Cadia Engine House is a heritage-listed engine house at Cadia, in the Central West region of New South Wales, Australia. It was built from 1865 to 1867. The property is owned by Newcrest, forming part of the company's Cadia-Ridgeway Mine lease. It was added to the New South Wales State Heritage Register on 2 April 1999.

== History ==
In 1865 a "Cornish type" copper mine engine house was established on the south-eastern slopes of Mt Canobolis near Orange in New South Wales.

The mine operated for a short time until it was abandoned as uneconomical in 1867.

Subsequently, much of the equipment was removed and the structures fell into ruin. Some of the machinery was salvaged for scrap in the 1920s.

In 1993 some stabilisation works were undertaken, including roofing over the engine house.

== Description ==
The Cadia Engine House consists of a rubble stone and brick chimney and stone engine house and crusher house in open country side.

The beam engine was used to raise ore, drive the pump, drive the crushing machine and power other machinery. The engine house of several storeys was built to house the beam engine. The crusher house was constructed of stone and possesses some timbering, but this building is in much poorer condition. The chimney is constructed of local stone for the first 15m; the top 5m are built of red brick. Abutting the base of the chimney is remnant walling of the boiler house. Extant machinery items include remains of the beam engine, drive and brake mechanisms, pump parts, and elements of the crushing machinery and the boiler.

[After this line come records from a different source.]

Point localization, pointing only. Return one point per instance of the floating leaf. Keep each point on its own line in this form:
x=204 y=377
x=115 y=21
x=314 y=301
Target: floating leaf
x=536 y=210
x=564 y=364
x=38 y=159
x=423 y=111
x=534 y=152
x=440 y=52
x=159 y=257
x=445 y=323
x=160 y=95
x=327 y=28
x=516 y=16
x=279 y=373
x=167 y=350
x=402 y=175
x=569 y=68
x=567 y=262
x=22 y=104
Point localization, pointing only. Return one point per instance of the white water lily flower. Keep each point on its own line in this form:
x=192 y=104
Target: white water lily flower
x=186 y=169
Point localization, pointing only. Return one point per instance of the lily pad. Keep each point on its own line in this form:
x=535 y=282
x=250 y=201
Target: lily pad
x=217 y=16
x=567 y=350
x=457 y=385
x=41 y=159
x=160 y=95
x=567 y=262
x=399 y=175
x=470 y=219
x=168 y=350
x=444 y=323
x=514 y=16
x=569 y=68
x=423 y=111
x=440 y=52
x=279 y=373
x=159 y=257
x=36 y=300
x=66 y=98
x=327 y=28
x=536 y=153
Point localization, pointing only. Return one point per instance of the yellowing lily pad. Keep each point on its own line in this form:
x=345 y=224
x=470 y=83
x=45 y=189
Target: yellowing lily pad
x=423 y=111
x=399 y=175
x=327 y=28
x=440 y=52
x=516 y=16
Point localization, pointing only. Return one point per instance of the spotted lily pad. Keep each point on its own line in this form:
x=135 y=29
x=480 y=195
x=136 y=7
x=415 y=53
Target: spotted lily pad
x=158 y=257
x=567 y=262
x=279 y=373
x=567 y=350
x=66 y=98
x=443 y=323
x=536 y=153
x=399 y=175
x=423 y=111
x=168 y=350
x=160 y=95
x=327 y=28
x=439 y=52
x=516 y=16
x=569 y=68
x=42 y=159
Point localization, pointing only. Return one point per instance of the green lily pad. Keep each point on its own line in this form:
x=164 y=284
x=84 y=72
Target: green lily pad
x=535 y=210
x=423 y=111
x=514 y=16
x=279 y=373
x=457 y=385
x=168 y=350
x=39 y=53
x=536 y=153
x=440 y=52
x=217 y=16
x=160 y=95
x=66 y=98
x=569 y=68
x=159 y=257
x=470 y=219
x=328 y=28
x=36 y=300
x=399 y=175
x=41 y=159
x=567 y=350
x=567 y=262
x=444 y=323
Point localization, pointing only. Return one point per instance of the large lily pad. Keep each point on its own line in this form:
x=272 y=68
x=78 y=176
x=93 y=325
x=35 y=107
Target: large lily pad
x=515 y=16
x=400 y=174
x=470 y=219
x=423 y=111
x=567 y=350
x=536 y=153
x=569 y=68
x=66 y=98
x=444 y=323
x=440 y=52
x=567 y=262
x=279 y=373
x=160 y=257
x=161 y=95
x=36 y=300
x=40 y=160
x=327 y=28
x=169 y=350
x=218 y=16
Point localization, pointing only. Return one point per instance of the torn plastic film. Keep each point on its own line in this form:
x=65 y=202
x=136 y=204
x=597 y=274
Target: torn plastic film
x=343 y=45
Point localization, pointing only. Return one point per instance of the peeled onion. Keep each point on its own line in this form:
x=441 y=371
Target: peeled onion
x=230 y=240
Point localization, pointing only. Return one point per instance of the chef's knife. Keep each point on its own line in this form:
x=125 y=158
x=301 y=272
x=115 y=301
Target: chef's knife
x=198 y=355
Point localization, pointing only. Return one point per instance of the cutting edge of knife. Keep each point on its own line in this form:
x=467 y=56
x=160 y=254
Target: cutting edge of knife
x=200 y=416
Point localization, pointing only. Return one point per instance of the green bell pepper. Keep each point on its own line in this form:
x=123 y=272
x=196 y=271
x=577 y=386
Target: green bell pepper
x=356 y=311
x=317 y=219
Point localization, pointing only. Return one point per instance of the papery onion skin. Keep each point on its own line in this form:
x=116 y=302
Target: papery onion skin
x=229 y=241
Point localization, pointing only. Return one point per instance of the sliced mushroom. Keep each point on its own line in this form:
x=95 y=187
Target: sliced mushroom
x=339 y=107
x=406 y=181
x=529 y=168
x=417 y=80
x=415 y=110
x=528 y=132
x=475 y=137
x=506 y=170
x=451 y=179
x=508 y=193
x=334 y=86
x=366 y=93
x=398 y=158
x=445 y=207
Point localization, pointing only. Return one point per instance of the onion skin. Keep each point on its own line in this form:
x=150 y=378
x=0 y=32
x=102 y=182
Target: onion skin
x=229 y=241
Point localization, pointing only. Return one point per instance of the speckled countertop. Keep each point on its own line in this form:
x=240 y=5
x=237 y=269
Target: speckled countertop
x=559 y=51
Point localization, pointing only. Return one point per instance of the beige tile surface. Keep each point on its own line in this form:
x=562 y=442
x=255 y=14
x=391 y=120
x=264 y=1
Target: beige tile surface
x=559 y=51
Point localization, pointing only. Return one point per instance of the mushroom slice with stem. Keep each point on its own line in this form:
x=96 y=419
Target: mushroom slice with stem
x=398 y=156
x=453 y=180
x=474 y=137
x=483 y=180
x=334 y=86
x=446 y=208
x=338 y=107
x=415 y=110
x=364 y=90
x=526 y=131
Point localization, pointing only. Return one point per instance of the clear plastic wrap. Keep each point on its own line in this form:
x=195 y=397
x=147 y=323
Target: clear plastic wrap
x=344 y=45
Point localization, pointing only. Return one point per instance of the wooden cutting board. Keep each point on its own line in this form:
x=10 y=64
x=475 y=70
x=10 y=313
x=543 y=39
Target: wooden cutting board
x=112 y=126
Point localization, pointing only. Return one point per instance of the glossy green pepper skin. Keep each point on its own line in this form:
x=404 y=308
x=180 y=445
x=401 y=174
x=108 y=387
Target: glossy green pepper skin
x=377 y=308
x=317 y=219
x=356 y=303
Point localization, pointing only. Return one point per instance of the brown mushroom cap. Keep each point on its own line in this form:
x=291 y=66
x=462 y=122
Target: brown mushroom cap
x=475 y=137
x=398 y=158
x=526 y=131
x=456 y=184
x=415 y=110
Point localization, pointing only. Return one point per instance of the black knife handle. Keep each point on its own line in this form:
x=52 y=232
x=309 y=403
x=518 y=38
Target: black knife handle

A 1995 conservation management plan stated "Surface historical mining fabric related to all post 1880s phases is fragmented, partial and often ephemeral, but the precinct has high potential to contain significant archaeological deposits related to the lifestyle and technology of the former community and mining activity."

== Heritage listing ==

The Cadia Engine House, associated buildings and immediate surrounding mine infrastructure constitute a historic site of national significance. The high level of integrity of the surviving structural elements, and the physical evidence of the mine layout, combined with the presence of unique components of the engine and crushing machinery, as well the manufacturer's original drawing of the engine and engine house, make the site one of the most important of its kind in Australia.

Cadia Engine House was listed on the New South Wales State Heritage Register on 2 April 1999.